In [26]:
from pyspark.sql import SparkSession

In [92]:
spark = (
    SparkSession
    .builder
    .appName("wh-etl")
    .master("spark://b0f96e8e1cf0:7077")
    .config("spark.executor.cores", 1)
    .config("spark.cores.max", 6)
    .config("spark.executor.memory", "512M")
    .getOrCreate()
)

25/01/03 01:51:35 WARN Utils: Service 'SparkUI' could not bind on port 4040. Attempting port 4041.


In [93]:
spark

In [5]:
%%sql

SHOW TABLES IN demo.SolarX_Raw_Transactions

25/01/02 22:03:35 WARN SparkSession: Using an existing Spark session; only runtime SQL configurations will take effect.


namespace,tableName,isTemporary
SolarX_Raw_Transactions,home_power_readings,False
SolarX_Raw_Transactions,solar_panel,False
SolarX_Raw_Transactions,solar_panel_readings,False


In [50]:
%%sql

SHOW TABLES IN demo.SolarX_WH

25/01/03 00:25:17 WARN SparkSession: Using an existing Spark session; only runtime SQL configurations will take effect.


namespace,tableName,isTemporary
SolarX_WH,dim_date,False
SolarX_WH,dim_home,False
SolarX_WH,dim_home_appliances,False
SolarX_WH,dim_solar_panel,False
SolarX_WH,fact_home_power_readings,False
SolarX_WH,fact_solar_panel_power_readings,False


# Date dimension

In [7]:
%%sql

DESCRIBE SolarX_WH.dim_date

col_name,data_type,comment
date_key,timestamp,
year,int,
quarter,int,
month,int,
week,int,
day,int,
hour,int,
minute,int,
is_weekend,boolean,
# Partition Information,,


In [8]:
import datetime

def generate_15min_intervals(start_time, end_time):
    current_time = start_time
    timestamps = []
    while current_time <= end_time:
        timestamps.append((current_time,))
        current_time += datetime.timedelta(minutes=15)
    return timestamps

# start date
start_time = datetime.datetime(2013, 1, 1, 0, 0, 0)

# future end date
end_time = datetime.datetime.now() + datetime.timedelta(days=365 * 1)

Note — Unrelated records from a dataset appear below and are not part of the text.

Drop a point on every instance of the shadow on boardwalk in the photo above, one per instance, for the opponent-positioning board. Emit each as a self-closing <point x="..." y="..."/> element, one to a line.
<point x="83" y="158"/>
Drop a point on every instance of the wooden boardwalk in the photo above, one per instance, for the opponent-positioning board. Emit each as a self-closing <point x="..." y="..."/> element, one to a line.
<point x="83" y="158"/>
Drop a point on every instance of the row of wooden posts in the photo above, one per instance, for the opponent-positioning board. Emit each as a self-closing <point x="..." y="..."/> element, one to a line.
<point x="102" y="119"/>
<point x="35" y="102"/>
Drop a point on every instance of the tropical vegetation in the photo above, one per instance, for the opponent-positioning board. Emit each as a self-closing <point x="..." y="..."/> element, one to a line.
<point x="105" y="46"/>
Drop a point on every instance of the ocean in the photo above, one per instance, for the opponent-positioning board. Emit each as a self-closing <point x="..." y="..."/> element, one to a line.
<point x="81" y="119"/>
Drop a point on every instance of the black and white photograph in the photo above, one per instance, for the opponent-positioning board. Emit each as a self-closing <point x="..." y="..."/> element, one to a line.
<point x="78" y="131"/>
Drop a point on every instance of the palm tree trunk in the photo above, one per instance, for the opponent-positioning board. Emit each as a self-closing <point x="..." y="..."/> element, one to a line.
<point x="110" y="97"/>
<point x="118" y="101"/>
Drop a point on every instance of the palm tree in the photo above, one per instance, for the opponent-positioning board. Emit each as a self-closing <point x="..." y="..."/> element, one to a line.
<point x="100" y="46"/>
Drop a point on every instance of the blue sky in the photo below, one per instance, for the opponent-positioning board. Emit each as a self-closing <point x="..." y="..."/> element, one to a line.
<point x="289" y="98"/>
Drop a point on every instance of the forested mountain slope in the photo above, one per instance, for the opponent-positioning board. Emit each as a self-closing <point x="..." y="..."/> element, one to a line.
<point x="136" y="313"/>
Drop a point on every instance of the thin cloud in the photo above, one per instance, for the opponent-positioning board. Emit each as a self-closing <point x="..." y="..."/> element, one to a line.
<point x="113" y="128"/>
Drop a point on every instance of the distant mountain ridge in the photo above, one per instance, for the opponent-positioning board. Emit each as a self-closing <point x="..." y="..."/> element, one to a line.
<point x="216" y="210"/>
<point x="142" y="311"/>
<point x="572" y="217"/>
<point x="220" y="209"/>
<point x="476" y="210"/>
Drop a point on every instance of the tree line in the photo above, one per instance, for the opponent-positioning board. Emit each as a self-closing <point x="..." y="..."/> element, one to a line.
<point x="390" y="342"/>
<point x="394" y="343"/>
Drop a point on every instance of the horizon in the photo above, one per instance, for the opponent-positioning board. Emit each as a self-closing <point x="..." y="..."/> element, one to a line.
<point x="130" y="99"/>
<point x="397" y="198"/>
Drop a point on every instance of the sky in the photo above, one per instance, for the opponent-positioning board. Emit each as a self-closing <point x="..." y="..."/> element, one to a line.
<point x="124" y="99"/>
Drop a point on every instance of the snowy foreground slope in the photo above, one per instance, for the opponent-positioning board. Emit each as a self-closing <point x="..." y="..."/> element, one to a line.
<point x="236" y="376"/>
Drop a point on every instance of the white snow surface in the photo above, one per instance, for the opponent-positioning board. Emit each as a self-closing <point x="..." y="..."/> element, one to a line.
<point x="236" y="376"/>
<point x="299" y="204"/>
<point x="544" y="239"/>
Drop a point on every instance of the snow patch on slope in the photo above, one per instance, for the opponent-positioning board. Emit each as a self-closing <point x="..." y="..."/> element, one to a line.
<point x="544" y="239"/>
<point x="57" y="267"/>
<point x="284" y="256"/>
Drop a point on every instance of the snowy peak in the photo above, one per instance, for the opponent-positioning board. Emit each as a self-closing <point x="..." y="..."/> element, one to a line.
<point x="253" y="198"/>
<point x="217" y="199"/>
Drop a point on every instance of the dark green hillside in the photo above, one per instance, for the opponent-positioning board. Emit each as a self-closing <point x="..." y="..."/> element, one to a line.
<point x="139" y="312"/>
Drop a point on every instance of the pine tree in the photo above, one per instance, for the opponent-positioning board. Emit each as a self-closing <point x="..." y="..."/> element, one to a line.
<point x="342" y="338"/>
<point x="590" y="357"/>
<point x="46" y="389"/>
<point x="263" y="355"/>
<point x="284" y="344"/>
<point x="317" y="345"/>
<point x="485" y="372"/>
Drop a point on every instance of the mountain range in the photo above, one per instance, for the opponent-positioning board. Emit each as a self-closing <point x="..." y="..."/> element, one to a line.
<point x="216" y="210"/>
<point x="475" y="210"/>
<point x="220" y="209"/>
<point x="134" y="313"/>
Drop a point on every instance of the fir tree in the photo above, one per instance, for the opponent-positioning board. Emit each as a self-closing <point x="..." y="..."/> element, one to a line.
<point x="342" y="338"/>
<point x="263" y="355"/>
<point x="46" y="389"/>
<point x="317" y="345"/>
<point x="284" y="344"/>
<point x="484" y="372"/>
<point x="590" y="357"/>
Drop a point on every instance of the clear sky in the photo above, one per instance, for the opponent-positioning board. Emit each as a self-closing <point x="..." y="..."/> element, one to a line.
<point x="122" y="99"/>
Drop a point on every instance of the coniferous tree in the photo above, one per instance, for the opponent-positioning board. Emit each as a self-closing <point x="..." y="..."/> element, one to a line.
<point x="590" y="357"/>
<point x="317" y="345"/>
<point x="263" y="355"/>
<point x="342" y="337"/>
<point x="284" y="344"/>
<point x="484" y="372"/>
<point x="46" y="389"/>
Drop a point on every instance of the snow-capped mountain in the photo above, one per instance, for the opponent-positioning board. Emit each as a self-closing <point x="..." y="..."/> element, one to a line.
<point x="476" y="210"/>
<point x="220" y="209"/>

# generate a list of 15-minute intervals
timestamp_list = generate_15min_intervals(start_time, end_time)

In [9]:
timestamp_list[0:5]

[(datetime.datetime(2013, 1, 1, 0, 0),),
 (datetime.datetime(2013, 1, 1, 0, 15),),
 (datetime.datetime(2013, 1, 1, 0, 30),),
 (datetime.datetime(2013, 1, 1, 0, 45),),
 (datetime.datetime(2013, 1, 1, 1, 0),)]

In [10]:
# load this list into a df
from pyspark.sql import functions as F
timestamp_df = spark.createDataFrame(timestamp_list, schema="timestamp timestamp")\
                    .withColumn("15_minutes_interval", F.floor((F.hour(F.col("timestamp"))*60 + F.minute(F.col("timestamp")) - 60) / 15))

In [11]:
timestamp_df.show()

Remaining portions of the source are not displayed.